Quindi, la richiesta dell'amministratore nel Suo caso, se coerente con quanto approvato in assemblea, può essere legittima.
Per quanto riguarda invece le spese legali che il condominio ha sostenuto e sosterrà per il recupero delle somme dovute dal condomino moroso, occorre fare una distinzione:
- se il condominio dovesse essere soccombente nella causa intentata contro il condomino moroso (ad esempio perchè il condomino riesce a dimostrare che la pretesa del condominio non era corretta), quanto eventualmente dovuto al condomino vittorioso (in linea di massima si tratterà delle spese sostenute per la propria difesa) sarebbe a carico del condomino che ha acquistato l'unità immobiliare in condominio al momento della conclusione della vicenda giudiziaria attualmente in corso, quindi, in questo caso, Lei stesso;
- se il condominio invece vede riconosciute le proprie pretese, le spese legali - tra venditore e acquirente di una unità immobiliare in condominio - competono a quello tra i due che era condomino nel momento in cui il condominio ha deliberato in assemblea l'avvio dell'azione legale nei confronti del moroso, perché l'obbligo di pagare quanto fatturato dal difensore sorge nel momento del conferimento del mandato che avviene a seguito della delibera assembleare (Corte di Cassazione sentenza n. 22034/2008). Se la delibera era antecedente al 2012, il condominio chiederà a Lei validamente la copertura di tali spese, ma, a Sua volta, Lei potrà pretenderne la restituzione da chi Le ha venduto l'immobile; potrebbe darsi che l'amministratore abbia avviato l'azione legale nei confronti del condomino moroso autonomamente, quindi senza approvazione dell'assemblea. Questo è possibile perchè il recupero del credito del condominio rientra tra i suoi compiti specifici. In questo caso il riferimento è alla esecuzione del mandato da parte dell'avvocato.

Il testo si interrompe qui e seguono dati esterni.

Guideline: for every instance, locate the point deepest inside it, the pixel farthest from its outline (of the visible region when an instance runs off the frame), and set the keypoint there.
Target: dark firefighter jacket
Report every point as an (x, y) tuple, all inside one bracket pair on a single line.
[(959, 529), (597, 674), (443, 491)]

Quindi, nel Suo caso, le attività di tutela legale svolte dopo l'acquisto dell'immobile da parte Sua, saranno di Sua competenza, quelle precedenti saranno di competenza di chi Le ha venduto l'immobile (Corte di Cassazione sentenza n. 24654/2010).
Domanda
In un condominio ho il mio posto auto privato di mia esclusiva proprietà delimitato e con un muro di fondo. Si trova in un garage che serve 5 palazzi in linea per 160 condomini. Ho messo sul fondo in un posto che non disturba nessuno il mio piccolo kayak in plastica (nè ingombrante nè inquinante). I condomini potrebbero comunque obbligarmi a toglierlo?
Risposta di Antonio Romano
Il posto auto delimitato di proprietà privata può essere goduto liberamente dal proprietario anche per il deposito di attrezzature sportive, a condizione che non si creino situazioni di disturbo o di pericolo. Occorre comunque verificare il regolamento di condominio "contrattuale", se esiste, ossia quello allegato al rogito o da questo richiamato dove potrebbero essere validamente contenuti limiti, variamente configurati, al godimento delle parti di proprietà privata.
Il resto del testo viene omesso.